BST 227: Machine Learning in Genomics
Taught by Professor Quon. Emerging problems in molecular biology and current machine learning-based solutions to those problems. How deep learning, kernel methods, graphical models, feature selection, non-parametric models and other techniques can be applied to application areas such as gene editing, gene network inference and analysis, chromatin state inference, cancer genomics and single cell genomics.
BME 254: Statistical Methods in Genomics
Taught by Professor Aviran. Statistical approaches to problems in computational molecular biology and genomics; formulation of questions via probabilistic modeling, statistical inference methods for parameter estimation, and interpretation of results to address biological questions; application to high-impact problems in functional genomics and molecular biology.
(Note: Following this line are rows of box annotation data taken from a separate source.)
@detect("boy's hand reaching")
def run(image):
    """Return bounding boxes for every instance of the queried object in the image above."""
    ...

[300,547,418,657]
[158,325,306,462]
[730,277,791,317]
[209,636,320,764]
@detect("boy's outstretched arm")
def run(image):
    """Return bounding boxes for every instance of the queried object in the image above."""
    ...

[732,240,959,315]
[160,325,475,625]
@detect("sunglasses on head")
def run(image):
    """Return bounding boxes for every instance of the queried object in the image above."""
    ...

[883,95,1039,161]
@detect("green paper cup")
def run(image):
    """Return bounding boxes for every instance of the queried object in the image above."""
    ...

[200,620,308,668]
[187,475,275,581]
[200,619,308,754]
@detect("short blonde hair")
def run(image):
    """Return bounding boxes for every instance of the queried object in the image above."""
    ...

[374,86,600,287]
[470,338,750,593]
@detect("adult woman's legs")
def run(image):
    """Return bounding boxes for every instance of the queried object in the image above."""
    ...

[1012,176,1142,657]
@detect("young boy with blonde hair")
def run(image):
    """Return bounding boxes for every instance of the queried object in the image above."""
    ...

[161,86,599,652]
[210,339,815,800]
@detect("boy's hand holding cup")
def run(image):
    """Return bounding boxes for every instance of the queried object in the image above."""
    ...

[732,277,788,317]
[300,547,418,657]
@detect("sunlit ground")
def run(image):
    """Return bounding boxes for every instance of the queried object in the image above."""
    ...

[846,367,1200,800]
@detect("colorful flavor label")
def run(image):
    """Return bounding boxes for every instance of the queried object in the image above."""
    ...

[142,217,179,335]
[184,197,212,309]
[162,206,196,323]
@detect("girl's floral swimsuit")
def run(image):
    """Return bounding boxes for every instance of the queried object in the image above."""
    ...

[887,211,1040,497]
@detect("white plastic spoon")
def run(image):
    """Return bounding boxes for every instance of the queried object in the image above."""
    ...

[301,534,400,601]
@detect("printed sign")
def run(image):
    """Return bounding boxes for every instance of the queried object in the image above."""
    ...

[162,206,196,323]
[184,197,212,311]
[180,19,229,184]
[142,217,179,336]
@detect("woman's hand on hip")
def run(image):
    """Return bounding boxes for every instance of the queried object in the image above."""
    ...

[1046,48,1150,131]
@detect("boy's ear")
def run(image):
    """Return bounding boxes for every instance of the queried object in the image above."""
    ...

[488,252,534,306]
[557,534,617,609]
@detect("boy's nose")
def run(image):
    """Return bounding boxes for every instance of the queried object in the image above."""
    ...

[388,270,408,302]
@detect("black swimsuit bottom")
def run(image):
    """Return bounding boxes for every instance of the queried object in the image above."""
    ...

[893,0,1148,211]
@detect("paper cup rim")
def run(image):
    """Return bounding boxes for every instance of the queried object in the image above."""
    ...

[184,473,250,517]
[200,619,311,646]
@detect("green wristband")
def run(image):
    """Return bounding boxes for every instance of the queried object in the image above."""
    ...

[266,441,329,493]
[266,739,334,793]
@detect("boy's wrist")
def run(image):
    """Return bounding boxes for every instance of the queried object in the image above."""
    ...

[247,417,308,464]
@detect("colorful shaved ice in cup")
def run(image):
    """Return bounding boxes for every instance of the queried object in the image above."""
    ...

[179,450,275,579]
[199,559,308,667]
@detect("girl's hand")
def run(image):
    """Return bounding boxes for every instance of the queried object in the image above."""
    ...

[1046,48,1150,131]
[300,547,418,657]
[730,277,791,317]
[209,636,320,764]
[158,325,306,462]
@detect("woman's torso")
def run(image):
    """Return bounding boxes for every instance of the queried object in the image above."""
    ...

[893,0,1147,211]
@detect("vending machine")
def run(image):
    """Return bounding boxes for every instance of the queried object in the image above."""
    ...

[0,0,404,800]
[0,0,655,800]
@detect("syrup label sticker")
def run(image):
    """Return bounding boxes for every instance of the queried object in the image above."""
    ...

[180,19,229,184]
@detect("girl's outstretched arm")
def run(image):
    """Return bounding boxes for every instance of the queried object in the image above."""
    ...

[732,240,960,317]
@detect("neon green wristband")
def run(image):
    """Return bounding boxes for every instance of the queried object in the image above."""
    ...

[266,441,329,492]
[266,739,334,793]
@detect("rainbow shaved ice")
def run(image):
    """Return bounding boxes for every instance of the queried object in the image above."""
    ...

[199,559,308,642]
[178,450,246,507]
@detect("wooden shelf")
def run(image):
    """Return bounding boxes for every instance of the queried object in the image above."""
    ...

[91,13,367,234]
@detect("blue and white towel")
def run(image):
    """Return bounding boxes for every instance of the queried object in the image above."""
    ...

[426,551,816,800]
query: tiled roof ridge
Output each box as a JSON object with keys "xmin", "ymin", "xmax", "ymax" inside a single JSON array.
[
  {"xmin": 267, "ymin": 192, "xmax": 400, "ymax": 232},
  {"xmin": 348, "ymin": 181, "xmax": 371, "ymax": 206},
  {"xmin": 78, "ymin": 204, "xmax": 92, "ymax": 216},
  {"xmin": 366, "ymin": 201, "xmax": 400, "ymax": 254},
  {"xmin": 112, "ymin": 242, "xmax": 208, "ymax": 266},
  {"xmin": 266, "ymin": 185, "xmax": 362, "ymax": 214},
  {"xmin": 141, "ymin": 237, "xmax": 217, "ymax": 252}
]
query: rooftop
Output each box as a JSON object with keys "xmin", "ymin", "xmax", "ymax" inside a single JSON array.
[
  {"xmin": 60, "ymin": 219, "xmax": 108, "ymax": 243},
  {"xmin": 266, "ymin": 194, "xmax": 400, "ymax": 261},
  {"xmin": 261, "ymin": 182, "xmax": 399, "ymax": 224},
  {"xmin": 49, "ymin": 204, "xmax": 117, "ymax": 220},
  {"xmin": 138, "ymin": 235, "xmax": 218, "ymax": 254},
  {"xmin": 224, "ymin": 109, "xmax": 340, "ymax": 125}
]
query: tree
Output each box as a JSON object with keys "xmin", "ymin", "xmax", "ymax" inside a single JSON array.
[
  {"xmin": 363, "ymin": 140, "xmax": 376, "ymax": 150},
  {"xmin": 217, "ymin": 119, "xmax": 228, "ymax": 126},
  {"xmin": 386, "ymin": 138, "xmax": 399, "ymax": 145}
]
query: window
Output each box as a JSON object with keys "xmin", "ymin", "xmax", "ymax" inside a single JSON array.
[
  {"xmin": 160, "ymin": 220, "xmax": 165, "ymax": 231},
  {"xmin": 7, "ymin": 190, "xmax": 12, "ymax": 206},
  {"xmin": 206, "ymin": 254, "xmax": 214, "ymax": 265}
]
ECS 124: Theory and Application of Bioinformatics
Taught by Professor Tagkopoulos, this course covers Fundamental biological, mathematical and algorithmic models underlying bioinformatics and systems biology; sequence analysis, database search, genome annotation, clustering and classification, functional gene networks, regulatory network inference, phylogenetic trees; applications of common bioinformatics tools in molecular biology and genetics.
ECS 171: Machine learning
Taught by Professor Tagkopoulos. Introduction to machine learning. Supervised and unsupervised learning, including classification, dimensionality reduction, regression and clustering using modern machine learning methods. Applications of machine learning to other fields.
ECS 224: String Algorithms in Computational Biology
Taught by Professor Gusfield. Algorithms that operate on strings. Pattern matching, sets of patterns, regular expression pattern matching, suffix trees and applications, inexact similarity, parametric sequence alignment, applications to DNA sequencing and protein database searching. Offered in alternate years.
ECS 229: Computational Structural Bioinformatics
Taught by Professor Koehl. Algorithmic problems in structural biology; protein structure classification; protein structure prediction (including comparative modeling and ab initio protein structure prediction); molecular simulations (molecular dynamics and Monte Carlo simulations).